The intensity is defined as the degree of effort or energy with which an action is performed for a certain time. This is very important when it comes to doing a quality weekly training. If the exercise performed is excessively light, the muscle will not receive the intensity it needs to achieve the expected results. It must be taken into account that each body can resist a different rhythm, for that reason the training must be progressive and adapted to the characteristics and needs of the person who is training.
The key is to find an intensity that can be balanced with the amount of weight that can be lifted, since what usually happens is that increasing the intensity reduces the number of repetitions.

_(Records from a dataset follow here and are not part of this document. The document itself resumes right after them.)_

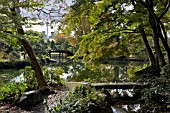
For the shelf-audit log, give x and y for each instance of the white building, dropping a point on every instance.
(47, 29)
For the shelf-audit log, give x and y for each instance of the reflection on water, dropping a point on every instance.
(7, 74)
(78, 72)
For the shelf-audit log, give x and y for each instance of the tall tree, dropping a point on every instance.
(113, 24)
(11, 26)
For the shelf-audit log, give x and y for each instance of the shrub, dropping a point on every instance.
(158, 93)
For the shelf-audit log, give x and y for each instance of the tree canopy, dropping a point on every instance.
(116, 28)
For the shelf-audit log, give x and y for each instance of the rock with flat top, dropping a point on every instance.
(30, 98)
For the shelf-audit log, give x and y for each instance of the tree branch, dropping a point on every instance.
(165, 10)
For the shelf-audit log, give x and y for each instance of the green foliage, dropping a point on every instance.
(13, 64)
(158, 90)
(52, 75)
(83, 100)
(11, 90)
(28, 77)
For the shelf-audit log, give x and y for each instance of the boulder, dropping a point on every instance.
(30, 98)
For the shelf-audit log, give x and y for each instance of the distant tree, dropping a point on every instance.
(11, 23)
(115, 27)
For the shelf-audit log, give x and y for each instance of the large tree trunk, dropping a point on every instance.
(35, 65)
(154, 26)
(148, 49)
(164, 39)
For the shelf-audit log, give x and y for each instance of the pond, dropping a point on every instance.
(117, 71)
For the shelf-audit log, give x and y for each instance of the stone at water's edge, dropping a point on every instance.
(30, 98)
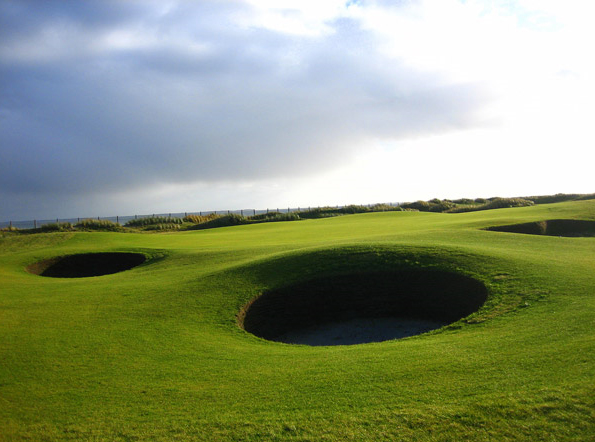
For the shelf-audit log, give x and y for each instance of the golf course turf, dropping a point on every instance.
(159, 353)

To achieve an increase in the intensity of the workouts, without modifying or reducing the routine, there are a series of complementary exercises. By increasing it, it is possible to bring the body to a state of maximum performance, improving metabolism and obtaining visible results much faster. This level is made for athletes who have been doing hard workouts for some time. The reason is that each one must know their limits very well to know where their inflection point is.

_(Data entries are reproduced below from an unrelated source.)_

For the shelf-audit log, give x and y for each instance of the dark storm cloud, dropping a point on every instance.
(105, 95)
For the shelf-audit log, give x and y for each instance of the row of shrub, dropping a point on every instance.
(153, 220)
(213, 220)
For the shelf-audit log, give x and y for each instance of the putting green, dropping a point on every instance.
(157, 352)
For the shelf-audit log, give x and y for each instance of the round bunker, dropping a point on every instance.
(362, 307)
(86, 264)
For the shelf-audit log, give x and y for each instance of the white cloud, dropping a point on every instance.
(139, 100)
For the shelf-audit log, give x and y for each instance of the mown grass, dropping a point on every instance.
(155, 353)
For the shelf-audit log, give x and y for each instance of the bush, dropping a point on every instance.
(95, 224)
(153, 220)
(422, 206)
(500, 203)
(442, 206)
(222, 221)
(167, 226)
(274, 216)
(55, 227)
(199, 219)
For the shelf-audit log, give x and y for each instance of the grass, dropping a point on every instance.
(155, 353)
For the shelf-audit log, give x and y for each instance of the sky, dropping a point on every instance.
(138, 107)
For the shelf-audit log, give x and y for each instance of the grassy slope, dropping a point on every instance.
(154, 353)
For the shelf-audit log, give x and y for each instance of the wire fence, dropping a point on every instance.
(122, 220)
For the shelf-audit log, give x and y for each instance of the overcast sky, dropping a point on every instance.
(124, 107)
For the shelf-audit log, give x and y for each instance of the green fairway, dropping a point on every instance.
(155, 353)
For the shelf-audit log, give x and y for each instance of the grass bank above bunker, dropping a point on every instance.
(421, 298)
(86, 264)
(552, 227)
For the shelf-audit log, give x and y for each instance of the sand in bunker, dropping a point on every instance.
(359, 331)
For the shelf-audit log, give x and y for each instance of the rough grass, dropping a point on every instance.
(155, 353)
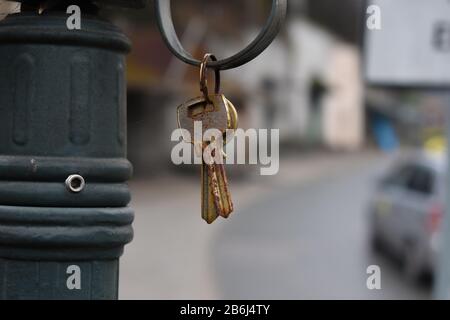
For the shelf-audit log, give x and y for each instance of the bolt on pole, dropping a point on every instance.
(64, 215)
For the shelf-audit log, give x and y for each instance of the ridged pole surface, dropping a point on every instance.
(62, 113)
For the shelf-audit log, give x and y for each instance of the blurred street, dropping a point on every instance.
(299, 235)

Activities for a more intense workout
There are a number of activities or tricks that can be performed during workouts to increase intensity and bring the body to peak performance. Below we will analyze the most effective and simple to do:
1. Putting the Tabata routine into practice
Tabata is an advanced training of structured interval training routines. It is designed to push the body to the limit in less than 5 minutes. In it, high intensity exercises are performed and then rested for 20 seconds, thus consecutively until the end of the training table that groups between 8 and 10 repetitions.

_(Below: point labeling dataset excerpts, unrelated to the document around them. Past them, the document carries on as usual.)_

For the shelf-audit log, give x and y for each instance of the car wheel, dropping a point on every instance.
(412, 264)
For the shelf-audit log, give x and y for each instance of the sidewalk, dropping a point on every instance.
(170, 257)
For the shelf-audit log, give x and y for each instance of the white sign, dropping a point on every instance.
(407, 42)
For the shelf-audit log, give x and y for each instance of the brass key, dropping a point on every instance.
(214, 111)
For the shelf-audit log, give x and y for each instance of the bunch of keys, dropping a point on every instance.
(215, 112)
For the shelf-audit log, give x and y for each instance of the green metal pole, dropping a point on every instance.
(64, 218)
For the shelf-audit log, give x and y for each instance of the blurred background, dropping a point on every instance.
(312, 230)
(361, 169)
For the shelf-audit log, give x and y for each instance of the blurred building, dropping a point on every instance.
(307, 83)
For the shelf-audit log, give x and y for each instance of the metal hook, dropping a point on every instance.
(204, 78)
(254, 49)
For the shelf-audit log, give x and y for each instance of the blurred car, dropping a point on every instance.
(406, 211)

It is a very popular workout routine that is performed regularly in gyms to help motivate users and improve their metabolism. In addition, you can lose weight by doing Tabatha with the supervision of a professional monitor.
2. Increase the rhythms
If as a rule the training of a group of series is programmed to be carried out between 20 or 30 minutes at a constant pace, now rounds are made in which a group is trained at high intensity for a short period and rests for a minute, then it is followed consecutively with the other series.
3. Perform sprints
When you are doing a running session and you want to improve your results, it is best to increase the intensity by doing small sprints throughout the day. That is, running at full speed and with all the power of the muscles for 30 seconds, resting 1 minute and doing it again, until the training time has been completed.
4. Add jumping exercises
Jumping rope is a high-impact exercise and requires the unison and optimal use of all the muscles of the body. Its continuous and fast practice will take the organism to the extreme, which is what it is looking for on this occasion. Maintaining this state, for at least one minute, will favor an increase in training intensity and calorie burning, which will double.
5. Activate on breaks
Users, when they are performing the different series in the machine room, take breaks of one or two minutes between one change and another. If you want to increase the intensity, it is advisable to introduce some cardiovascular exercise in between breaks, such as getting on a stationary bike or treadmill. In this way the body will not lower the heart rate at any time.